Il testo mette in evidenza come l’accesso incompleto o limitato alle infrastrutture digitali, alle competenze tecnologiche e alle risorse necessarie generi un divario che va oltre il semplice accesso a internet, coinvolgendo aspetti cruciali quali l’alfabetizzazione digitale, la formazione specifica sulle tecnologie emergenti e la disponibilità di strumenti avanzati. In particolare, le comunità meno sviluppate e i gruppi più vulnerabili rischiano di rimanere ai margini di un mercato digitale dominato da grandi aziende e nazioni tecnologicamente avanzate.

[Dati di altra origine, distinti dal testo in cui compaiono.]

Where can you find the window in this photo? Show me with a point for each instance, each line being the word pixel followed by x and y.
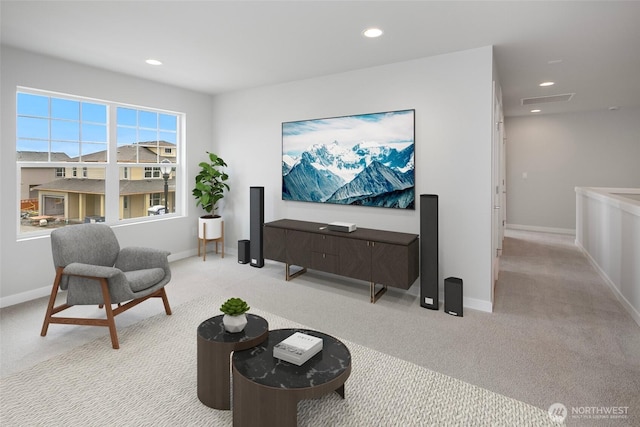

Wired sottolinea che per affrontare efficacemente questo problema è indispensabile un impegno coordinato di governi, industrie e istituzioni educative per promuovere una digitalizzazione inclusiva e garantire l’accesso equo a tecnologie intelligenti. È fondamentale sviluppare politiche mirate che incentivino la diffusione delle competenze digitali, investano in infrastrutture e favoriscano una cultura dell’innovazione accessibile a tutti, evitando così che l’IA diventi uno strumento che amplia le divisioni sociali piuttosto che colmarle.
L’articolo evidenzia, inoltre, come la lotta al divario digitale rappresenti una sfida non solo tecnica, ma anche etica e sociale, aprendo un dibattito imprescindibile sul ruolo e la responsabilità di chi progetta, distribuisce e governa le tecnologie del futuro.